During these times of fast technological development, local banks should put those tasks on top oftheir agenda, in addition to continuously cutting lending interest, controlling inflation and resolving bad debts, the premier said during a meeting to kick-start the banking sector’s 2018 action plan in Hanoi.
“The Fourth Industrial Revolution has brought about new issues such as cryptocurrency, which in turn creates new challenges for monetary policymakers, so the banking sector should proactively address these problems,” PM Phuc underlined.
He recommended that the banking sector should soon develop a set of measures to regulate bitcoin, a digital currency that uses cryptography for security, and other electronic currencies and assets.
“Banks should also boost the development of modern applications to catch up with the Fourth Industrial Revolution and ensure security, limit risks that come along with technology,” the PM added.
In October 2017, the State Bank of Vietnam outlawed cryptocurrency as a means of payment, while the amended Vietnamese Penal Code, taking effect on January 1, also criminalizes the issuance, supply and usage of cryptocurrency.
|A woman accesses her account on a bitcoin ATM in Ho Chi Minh City. Photo: Tuoi Tre|
Resolving bad debts
At Tuesday’s meeting, the prime minister also hailed the banking sector for their joint effort in several impressive economic performances Vietnam made last year, including a 3.53 percent inflation rate, which came out much lower than targeted, a record of US$53 in billion foreign reserves and a decade-high 6.8 percent GDP growth rate.

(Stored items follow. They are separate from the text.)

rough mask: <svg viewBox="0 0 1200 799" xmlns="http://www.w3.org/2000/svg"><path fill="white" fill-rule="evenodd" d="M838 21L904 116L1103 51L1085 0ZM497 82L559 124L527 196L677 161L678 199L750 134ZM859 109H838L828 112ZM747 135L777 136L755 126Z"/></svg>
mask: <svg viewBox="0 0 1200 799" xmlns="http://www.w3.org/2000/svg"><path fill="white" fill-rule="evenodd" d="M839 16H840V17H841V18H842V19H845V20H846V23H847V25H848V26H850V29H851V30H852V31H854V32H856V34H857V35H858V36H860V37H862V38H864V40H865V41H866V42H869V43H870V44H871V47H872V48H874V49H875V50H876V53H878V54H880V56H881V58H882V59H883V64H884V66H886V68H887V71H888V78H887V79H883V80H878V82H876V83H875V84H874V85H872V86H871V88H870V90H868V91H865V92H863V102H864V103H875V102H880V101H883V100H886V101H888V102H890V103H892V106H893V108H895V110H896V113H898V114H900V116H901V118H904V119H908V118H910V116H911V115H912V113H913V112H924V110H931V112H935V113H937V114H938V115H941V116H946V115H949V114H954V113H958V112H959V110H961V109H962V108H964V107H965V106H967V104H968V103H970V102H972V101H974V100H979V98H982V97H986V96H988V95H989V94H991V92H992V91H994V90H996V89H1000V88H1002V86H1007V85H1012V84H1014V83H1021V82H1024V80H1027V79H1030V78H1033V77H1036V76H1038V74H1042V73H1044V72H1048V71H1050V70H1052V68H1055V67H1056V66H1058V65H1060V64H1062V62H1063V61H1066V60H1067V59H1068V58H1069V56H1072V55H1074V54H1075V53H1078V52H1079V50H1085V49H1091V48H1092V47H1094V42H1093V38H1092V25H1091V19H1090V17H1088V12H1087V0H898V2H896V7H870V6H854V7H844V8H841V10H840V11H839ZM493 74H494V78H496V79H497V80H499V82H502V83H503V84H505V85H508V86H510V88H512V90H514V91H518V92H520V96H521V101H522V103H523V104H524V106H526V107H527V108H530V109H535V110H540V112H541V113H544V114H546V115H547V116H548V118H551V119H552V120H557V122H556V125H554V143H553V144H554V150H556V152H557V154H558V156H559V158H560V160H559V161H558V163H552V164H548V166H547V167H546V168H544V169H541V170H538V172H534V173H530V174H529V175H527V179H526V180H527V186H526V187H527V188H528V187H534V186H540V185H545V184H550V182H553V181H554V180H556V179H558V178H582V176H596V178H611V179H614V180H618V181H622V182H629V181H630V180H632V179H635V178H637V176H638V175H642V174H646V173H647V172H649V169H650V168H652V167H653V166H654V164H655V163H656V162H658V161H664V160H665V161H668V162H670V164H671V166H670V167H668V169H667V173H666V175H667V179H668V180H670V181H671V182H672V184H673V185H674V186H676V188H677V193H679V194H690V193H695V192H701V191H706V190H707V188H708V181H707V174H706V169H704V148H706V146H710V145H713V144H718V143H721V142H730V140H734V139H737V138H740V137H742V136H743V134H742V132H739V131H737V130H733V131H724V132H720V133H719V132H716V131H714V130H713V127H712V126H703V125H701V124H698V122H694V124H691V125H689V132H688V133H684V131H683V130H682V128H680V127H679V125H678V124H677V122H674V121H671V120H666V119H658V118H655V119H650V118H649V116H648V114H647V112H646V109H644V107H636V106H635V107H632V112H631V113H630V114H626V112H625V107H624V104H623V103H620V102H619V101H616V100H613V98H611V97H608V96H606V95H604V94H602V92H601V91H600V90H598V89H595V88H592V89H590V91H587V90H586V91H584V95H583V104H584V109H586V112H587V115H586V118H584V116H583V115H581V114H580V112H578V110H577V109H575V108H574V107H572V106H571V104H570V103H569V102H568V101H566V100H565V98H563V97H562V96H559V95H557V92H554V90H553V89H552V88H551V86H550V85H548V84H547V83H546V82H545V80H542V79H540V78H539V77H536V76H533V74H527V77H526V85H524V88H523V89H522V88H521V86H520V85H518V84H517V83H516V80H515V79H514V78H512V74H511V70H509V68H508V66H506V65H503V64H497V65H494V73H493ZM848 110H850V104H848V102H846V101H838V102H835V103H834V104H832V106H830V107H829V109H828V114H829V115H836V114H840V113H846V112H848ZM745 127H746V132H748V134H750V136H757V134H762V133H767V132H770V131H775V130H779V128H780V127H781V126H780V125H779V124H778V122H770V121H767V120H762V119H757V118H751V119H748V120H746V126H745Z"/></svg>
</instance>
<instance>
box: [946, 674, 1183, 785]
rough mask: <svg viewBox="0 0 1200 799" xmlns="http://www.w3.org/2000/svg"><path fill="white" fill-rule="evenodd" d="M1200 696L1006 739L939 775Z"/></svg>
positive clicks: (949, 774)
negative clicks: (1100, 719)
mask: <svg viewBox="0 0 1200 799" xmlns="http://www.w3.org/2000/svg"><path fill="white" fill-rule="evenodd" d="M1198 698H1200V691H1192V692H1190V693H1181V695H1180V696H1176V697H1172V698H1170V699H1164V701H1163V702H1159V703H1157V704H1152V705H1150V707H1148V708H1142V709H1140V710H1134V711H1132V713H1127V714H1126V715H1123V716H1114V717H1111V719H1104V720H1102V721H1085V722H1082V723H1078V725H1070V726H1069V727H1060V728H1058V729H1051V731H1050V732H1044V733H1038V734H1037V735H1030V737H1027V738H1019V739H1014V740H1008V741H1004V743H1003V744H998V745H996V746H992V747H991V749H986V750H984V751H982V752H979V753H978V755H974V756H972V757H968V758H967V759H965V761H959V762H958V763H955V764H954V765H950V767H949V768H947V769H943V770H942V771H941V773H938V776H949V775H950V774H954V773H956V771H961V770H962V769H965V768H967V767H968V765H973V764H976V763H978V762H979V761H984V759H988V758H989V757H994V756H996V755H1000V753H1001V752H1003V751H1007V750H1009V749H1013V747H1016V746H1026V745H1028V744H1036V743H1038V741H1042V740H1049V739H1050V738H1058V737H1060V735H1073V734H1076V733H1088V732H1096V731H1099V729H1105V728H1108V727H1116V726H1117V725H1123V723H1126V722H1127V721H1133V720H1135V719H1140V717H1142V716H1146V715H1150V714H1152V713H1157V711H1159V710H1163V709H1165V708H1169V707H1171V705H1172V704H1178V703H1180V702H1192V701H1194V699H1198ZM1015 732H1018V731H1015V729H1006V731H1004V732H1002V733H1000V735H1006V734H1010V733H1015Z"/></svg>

“The macroeconomic stability and economic growth that exceeds targets indicate a significant contribution of the banking sector and illustrate that [our] monetary policies were a success,” the PM underlined.
The annual lending interest rate in Vietnam was cut by 0.5 to 1 percent last year, reducing the cost pressures for businesses that had to borrow loans for production, but “banks should also consider cutting the rate by 0.5 percent this year for the public and national interests,” PM Phuc said.
|A man counts U.S. dollar banknotes at a bank in Ho Chi Minh City. Photo: Tuoi Tre|
The prime minister also pointed out several shortcomings of the banking system, including risks in lending to such fields as real estate, stocks and build-transfer-operate infrastructure projects, which may lead to nonperforming loans, or bad debts.
PM Phuc thus requested that the banking sector should go on with keeping the foreign exchange rate stable, controlling the consumer price index at four percent and maintaining credit growth at 18 to 20 percent in 2018.
“Banks should continue to keep a watchful eye on credits given to risky sectors and resolve bad debts,” he said.
“We have learned costly lessons from previous wrongdoings, and I believe without adequate supervision, we will repeat the mistakes in 2018.”